The Book of Scottish Story
Historical, Humorous, Legendary, Imaginative
by Standard Scottish Writers Published by Thomas D. Morison, 1896 London, Glasgow.

PREFACE

NEXT to its Ballads and Songs, the Stories of Scottish Literature are the most characteristic exponents of the national spirit. Allowing for the changes which time and the progress of civilization have effected in the national manners and character since the beginning of the present century— the era to which the Stories chiefly refer—they shall be found to delineate the social and domestic features of Scottish life as faithfully as the Ballads do the spirit and sentiment of an earlier age; or as the daily press reflects, rather than portrays, those of the present day. While Songs—the simple expressions of feelings and sentiments, musically rendered—change, in so far as they exhibit habits and manners, yet their form is lasting. Not so the Ballads, whose true historical successors are Prose Stories, as Novels are those of Romances.

Whether we account for it on the theory that a larger infusion of the imaginative and romantic elements, characteristic of the Celtic race, gives additional fervour to the Scottish character, or otherwise, it is a fact that in no other community, on the same social level as that of the peasantry and working-classes of Scotland, has this form of literature had so enthusiastic a reception. There can be no doubt that this widely diffused and keen appreciation, by an earnest and self-respecting people, of Stories which are largely graphic delineations of their own national features, has been the chief stimulus to the production of so large and excellent a supply as our literature contains.

The present Selection is made on the principle of giving the best specimens of the most popular authors, with as great a variety, as to subjects, as is compatible with these conditions.

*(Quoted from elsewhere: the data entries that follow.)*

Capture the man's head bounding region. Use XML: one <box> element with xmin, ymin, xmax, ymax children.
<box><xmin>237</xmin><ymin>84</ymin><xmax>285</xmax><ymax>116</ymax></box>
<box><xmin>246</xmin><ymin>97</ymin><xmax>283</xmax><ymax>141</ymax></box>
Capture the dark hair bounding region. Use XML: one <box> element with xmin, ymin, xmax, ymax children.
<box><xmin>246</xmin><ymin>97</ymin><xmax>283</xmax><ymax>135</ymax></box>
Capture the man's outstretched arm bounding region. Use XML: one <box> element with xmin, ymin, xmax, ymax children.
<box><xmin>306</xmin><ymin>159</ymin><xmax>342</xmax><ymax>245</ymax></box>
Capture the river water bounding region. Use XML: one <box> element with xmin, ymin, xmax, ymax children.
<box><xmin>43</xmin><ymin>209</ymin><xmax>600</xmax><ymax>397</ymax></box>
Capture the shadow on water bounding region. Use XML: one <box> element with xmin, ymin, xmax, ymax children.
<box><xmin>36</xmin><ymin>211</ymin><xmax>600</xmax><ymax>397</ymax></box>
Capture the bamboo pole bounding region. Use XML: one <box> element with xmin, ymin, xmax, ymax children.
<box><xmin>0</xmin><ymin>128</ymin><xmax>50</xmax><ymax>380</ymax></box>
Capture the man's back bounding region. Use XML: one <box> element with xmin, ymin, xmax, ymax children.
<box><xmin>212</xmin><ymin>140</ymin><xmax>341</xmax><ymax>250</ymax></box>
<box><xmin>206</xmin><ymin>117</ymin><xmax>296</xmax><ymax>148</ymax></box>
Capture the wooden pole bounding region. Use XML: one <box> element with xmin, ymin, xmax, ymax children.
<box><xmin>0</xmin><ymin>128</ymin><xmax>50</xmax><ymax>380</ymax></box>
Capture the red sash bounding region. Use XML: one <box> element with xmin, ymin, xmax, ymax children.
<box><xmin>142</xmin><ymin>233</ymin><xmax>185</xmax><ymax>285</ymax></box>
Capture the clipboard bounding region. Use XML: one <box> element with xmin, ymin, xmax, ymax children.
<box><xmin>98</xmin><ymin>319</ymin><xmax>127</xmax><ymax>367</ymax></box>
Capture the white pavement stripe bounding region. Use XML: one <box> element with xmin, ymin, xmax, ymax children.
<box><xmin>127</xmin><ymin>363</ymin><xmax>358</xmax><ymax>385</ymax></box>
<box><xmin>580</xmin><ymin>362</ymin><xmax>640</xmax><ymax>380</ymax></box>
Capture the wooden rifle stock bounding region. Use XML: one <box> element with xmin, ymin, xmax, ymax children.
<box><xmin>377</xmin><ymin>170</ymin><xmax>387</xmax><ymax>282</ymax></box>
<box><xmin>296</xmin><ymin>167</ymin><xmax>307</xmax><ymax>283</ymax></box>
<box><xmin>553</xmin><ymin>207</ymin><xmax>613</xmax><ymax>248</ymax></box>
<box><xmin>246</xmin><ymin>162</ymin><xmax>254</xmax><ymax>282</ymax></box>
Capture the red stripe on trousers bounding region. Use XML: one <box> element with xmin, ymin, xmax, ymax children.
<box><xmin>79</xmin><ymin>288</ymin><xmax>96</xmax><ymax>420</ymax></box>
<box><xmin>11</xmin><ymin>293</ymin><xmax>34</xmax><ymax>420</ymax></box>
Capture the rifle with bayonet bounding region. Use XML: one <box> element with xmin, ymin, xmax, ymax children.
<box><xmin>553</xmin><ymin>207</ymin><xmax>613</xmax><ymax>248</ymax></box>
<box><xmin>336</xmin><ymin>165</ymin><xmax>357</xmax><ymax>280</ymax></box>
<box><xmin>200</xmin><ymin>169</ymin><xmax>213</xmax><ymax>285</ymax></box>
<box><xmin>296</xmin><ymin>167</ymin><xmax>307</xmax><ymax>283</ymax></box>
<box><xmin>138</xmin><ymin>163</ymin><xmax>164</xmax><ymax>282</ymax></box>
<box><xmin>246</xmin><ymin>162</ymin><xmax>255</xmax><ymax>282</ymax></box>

The favourable reception of the issue in the serial form, both by the press and the public, is looked upon by the projectors as an earnest—now that the book is completed—that its further reception will be such as to assure them that they have not fallen short of the aim announced in their prospectus, viz., to form a Collection of Standard Scottish Tales calculated to delight the imagination, to convey interesting information, and to elevate and strengthen the moral principles of the young.